Now, Carlozzi may indeed be able to cite other cases, but it seems unlikely that — to the exclusion of other factors — this recent one-dollar hike in the minimum wage in Massachusetts figures as the culprit causing multiple small-business closures.
As for Seattle, Carlozzi invokes an October 2018 city-sponsored report. The actual conclusions of this report do not demonstrate a failure caused by increasing minimum wage. Although the authors do conclude that new entrants to the work force did not fare as well with the increase, those already in the work force did benefit from the change. The study also presented a rosier outlook compared with a similar study conducted by the same team the year before.
Furthermore, the Seattle study was not free of flaws. As the Economic Policy Institute’s Ben Zipperer has explained, the study missed at least two important pieces: it did not account for the improving Seattle-area economy prior to the minimum wage increase; and it left out workers for companies, such as chain restaurants, with multiple locations (such workers accounted for nearly one-third of lower-wage workers in Washington state).
The fact is that numerous academic studies and reviews have failed to identify the feared disaster from increasing the minimum wage.
One recent and path-breaking study, from the Centre for Economic Performance and the National Bureau of Economic Research, examined 138 cases of minimum-wage increases between 1979 and 2016, looking at the before and after in each situation and focusing on jobs paying around the minimum wage. Doruk Cengiz and his co-authors compared “the number of excess jobs paying at or slightly above the new minimum wage to the missing jobs paying below it” and concluded that there was “no evidence of disemployment when we consider higher levels of minimum wages.”
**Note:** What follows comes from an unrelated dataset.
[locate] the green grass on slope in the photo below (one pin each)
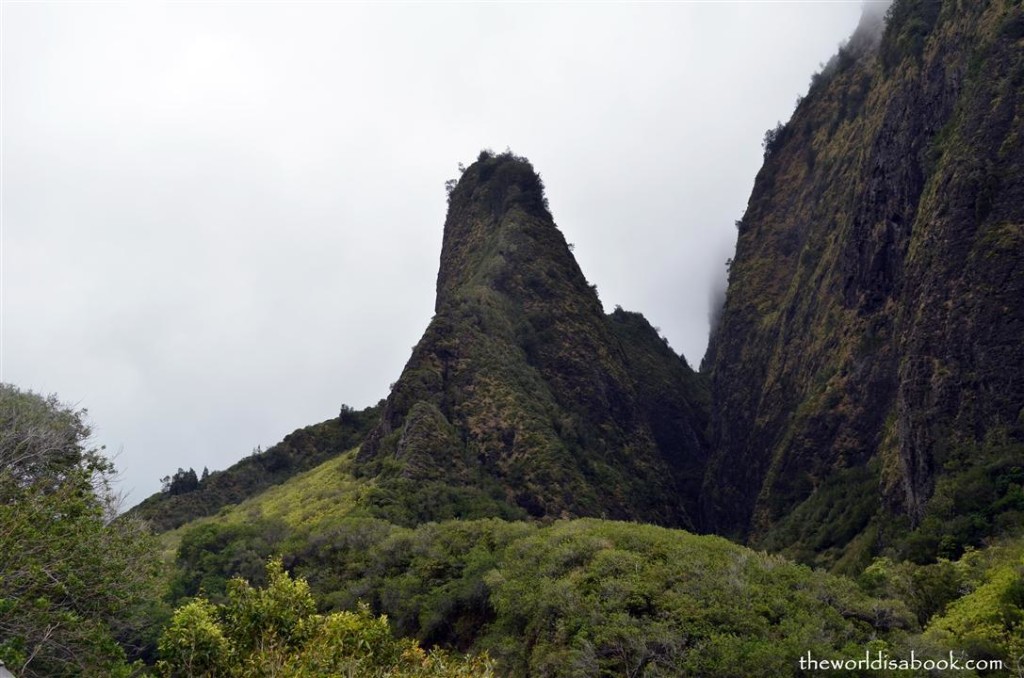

Individuals and families depending upon the current minimum wage cannot afford the basic necessities of living in Rhode Island. When we increase the minimum wage to more reasonable levels, most of the additional wages get recycled into the local economy, producing ripple effects not generated by tax cuts for those who are already quite wealthy.
Someone with an annual salary of $50,000 earns about $24 per hour for a 40-hour work week; at an annual salary of $100,000, we are talking $48 per hour; for those making $1 million per year, that’s $480 per hour or $8 per minute. We ought to be able to pay hard-working, lower-wage workers more than the current $10.50 per hour.
Alan Krinsky, of Providence, is the senior policy analyst for the Economic Progress Institute.